We observed that in the second phase, vesicles containing VAMP7 and LAT are recruited to the stimulated surface coordinated with MTOC localization to the synapse. Once VAMP7-positive vesicles were recruited to the IS, directed movement of vesicles on microtubules between microclusters was observed. Not only did vesicles move between clusters, but they also displayed decreased mobility and increased dwell times at clusters. Thus, VAMP7 vesicle movement appears to be defined by microcluster architecture similar to what has been observed previously with lipophilic tracers11. The decreased mobility of vesicles at clusters is consistent with high-resolution imaging studies that described that LAT signaling clusters may represent discrete subdomains in T cells27 and previously described plasma membrane confinement zones28. The directed movement of vesicles raises the question of what feature of clusters specifically attracts and retains vesicles? Evidence suggests that t-SNARE subcomplexes localize to target membranes to serve as guides for v-SNAREs on vesicles to bind and facilitate fusion29. t-SNAREs could localize at microclusters to allow assembly of the SNARE complex and specific fusion at microclusters. Indeed, t-SNAREs SNAP-23, and syntaxin-4 cluster at the IS and play an important role in the targeting of TCR vesicles to the IS30. Thus, a critical next step will be to investigate the localization of t-SNAREs and other proteins involved in vesicle docking and fusion and evaluate whether they form active zones at microclusters. In several biological systems, vesicle docking and exocytosis is spatially confined to distinct regions of the plasma membrane31 and it will be important to investigate whether microclusters are “targeting patches” or “hotspots” that control localized docking and/or exocytosis.
The striking directed movement of VAMP7-positive vesicles between microclusters once they are recruited to the immune synapse, also raises the question of their role at microclusters.
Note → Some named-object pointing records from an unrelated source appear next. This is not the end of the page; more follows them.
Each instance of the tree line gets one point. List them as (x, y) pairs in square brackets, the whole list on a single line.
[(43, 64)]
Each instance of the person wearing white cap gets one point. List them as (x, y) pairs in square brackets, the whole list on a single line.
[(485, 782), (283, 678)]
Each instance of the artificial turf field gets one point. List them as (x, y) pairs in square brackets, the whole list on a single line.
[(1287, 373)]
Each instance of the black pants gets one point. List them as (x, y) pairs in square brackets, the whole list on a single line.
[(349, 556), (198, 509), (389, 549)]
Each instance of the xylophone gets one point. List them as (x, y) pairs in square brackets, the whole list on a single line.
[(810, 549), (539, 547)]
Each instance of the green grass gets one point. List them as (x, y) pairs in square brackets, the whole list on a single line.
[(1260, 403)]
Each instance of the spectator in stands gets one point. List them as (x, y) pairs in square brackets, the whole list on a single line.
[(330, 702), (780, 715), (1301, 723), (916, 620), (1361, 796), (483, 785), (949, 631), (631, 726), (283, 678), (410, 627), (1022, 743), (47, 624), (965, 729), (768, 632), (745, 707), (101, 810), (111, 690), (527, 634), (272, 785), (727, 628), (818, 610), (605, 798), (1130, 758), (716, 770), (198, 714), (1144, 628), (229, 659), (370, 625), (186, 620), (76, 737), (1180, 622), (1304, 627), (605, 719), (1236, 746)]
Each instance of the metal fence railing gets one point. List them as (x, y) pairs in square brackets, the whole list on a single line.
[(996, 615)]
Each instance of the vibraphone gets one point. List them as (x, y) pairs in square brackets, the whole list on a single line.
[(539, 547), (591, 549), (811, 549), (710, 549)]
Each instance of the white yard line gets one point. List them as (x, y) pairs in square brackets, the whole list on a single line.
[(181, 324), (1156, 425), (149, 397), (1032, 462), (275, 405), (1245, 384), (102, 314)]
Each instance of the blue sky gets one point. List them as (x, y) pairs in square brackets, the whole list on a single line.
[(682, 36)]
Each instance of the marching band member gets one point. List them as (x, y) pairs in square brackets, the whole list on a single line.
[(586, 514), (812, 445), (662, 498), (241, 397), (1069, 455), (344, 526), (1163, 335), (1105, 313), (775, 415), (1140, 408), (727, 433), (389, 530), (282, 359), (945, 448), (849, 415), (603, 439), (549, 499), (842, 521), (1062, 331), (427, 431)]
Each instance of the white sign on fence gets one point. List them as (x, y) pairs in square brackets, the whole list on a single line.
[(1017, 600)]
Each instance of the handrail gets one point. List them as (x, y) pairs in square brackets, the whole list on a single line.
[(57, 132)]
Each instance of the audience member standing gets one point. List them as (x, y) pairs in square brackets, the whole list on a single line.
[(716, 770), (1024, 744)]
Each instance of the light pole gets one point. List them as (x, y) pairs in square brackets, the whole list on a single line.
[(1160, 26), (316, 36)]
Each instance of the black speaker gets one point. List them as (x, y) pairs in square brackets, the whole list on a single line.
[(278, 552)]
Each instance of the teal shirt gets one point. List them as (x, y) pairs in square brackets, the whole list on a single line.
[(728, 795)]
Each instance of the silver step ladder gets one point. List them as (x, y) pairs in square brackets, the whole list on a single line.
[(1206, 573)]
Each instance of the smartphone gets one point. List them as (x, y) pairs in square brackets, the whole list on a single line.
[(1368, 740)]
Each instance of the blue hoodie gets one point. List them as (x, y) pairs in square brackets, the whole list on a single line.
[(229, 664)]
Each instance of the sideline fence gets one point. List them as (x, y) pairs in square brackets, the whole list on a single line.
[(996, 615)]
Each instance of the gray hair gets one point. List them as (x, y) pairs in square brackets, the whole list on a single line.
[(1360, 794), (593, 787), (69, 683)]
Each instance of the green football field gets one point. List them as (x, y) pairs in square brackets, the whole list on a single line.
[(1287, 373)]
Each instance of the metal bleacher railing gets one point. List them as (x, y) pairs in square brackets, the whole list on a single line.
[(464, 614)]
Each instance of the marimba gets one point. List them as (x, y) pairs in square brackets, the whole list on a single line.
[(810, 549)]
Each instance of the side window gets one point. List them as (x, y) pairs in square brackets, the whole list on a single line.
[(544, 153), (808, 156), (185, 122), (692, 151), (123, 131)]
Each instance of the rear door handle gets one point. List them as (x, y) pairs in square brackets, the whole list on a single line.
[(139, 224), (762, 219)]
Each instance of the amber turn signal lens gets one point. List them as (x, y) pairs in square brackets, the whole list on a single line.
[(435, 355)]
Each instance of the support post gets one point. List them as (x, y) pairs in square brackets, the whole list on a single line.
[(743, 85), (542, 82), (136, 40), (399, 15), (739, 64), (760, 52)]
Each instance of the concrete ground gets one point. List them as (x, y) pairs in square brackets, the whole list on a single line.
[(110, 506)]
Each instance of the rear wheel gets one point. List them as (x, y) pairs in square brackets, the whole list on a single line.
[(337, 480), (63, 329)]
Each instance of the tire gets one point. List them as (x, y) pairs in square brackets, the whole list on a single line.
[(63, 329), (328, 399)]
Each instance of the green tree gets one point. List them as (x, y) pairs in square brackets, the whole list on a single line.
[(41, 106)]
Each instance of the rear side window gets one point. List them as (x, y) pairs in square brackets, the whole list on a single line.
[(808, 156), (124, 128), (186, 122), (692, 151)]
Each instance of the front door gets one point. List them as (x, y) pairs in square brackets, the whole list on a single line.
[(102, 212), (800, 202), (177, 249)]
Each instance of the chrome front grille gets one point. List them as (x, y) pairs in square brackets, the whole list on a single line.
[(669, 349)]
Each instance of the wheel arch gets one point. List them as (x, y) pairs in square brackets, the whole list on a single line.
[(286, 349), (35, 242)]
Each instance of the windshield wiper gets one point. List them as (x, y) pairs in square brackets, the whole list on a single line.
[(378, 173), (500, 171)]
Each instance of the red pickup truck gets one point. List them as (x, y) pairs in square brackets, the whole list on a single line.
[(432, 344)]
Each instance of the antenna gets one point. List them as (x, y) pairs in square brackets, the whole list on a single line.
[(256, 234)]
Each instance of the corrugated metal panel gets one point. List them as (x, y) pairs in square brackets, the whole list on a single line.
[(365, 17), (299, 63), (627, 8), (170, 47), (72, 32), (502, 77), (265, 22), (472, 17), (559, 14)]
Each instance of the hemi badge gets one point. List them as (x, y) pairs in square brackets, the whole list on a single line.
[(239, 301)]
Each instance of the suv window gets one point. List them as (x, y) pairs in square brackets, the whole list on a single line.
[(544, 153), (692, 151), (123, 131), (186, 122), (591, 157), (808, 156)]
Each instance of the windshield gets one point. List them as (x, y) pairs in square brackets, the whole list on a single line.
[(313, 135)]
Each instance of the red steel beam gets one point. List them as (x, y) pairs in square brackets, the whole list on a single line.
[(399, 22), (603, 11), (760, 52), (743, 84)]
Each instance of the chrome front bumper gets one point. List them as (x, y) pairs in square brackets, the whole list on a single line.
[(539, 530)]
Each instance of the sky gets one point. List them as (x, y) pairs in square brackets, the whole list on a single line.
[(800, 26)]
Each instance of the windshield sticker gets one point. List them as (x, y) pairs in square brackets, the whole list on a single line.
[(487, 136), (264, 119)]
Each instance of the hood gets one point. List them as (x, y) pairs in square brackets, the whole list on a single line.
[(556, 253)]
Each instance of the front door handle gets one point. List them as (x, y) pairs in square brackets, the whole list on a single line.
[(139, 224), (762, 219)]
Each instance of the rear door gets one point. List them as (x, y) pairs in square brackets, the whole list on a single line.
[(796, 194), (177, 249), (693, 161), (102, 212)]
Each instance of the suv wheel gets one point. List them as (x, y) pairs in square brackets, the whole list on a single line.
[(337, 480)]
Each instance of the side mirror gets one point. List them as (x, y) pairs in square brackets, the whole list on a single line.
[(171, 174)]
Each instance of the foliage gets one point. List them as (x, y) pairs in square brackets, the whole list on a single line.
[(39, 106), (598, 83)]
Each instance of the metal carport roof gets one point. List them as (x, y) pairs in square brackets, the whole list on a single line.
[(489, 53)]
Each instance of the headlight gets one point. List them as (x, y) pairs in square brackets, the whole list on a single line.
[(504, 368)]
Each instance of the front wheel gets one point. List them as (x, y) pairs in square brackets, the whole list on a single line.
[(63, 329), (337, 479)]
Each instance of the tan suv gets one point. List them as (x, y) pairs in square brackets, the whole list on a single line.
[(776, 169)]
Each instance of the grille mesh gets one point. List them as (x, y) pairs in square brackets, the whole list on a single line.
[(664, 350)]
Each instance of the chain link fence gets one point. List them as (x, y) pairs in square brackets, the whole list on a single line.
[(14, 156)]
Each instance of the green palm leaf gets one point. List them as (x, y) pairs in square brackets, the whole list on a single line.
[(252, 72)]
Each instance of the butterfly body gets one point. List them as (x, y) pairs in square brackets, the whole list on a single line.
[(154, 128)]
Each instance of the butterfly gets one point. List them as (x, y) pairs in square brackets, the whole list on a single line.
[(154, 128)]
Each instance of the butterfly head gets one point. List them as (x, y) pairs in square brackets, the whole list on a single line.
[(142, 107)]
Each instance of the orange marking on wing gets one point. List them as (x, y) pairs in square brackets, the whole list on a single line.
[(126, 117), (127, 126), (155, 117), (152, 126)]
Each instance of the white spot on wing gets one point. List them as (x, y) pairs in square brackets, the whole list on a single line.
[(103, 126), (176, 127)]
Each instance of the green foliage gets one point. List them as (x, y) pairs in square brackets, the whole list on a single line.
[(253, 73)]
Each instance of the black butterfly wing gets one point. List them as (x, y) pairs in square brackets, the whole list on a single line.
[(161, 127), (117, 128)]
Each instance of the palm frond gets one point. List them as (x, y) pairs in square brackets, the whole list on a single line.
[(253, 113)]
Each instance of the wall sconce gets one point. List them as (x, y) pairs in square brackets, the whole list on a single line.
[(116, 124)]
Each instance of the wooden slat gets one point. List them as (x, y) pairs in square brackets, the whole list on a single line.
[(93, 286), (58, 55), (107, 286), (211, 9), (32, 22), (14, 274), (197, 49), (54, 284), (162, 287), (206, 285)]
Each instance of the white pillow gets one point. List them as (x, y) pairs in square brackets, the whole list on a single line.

Previous studies have indicated that vesicle recruitment to IS plays a role in sustained signaling32,33,34 and vesicle proximity to microclusters has been associated with LAT phosphorylation11. As VAMP7 is involved in the exocytosis of cargos in many systems35,36,37,38,39, and VAMP7-positive vesicles contain LAT, an expected role of VAMP7 is LAT delivery to the IS for microcluster maintenance and sustained signaling. In this regard, we observed by TIRF microscopy oscillations in microcluster fluorsescence and an increase in LAT as well as LAT-interacting proteins upon vesicle recruitment to the synapse. Moreover, striking increases in LAT intensity at the IS where VAMP7-positive vesicles touched down were captured on the lattice light sheet microscope (LLSM). As LAT is present in the VAMP7-positive vesicles before they touch down at the synapse, these “flares” could represent delivery of LAT molecules to the synaptic plasma membrane in a fusion process. Since we did not observe a complete collapse of VAMP7-positive vesicles at the plasma membrane as would be expected for total vesicular fusion, these events may represent “kiss-and-run” exocytosis in which a vesicle opens and closes transiently, retaining its gross shape40. Alternatively, the LAT “flare” could represent a concentration of LAT while still residing on docked vesicles without fusion, as has been previously proposed14. Notably, LAT originating from the plasma membrane adjacent to the site of vesicle contact also appeared to contribute to the LAT “flare” raising the possibility that vesicular LAT co-clusters in trans with plasma membrane-resident LAT, consistent with LAT oligomerization that has been observed both in vitro and in vivo41, 42. In the opposite direction, given that this v-SNARE is involved in late-endosome to lysosome transport43,44,45,46, VAMP7-positive vesicles could be involved in endocytic trafficking at microcluster sites. We cannot distinguish between these possibilities by imaging VAMP7 and LAT alone. A better understanding of these results requires visualizing these events simultaneously with other labeled components that coordinate vesicle traffic such as Rab GTPases and various endocytic and exocytic markers.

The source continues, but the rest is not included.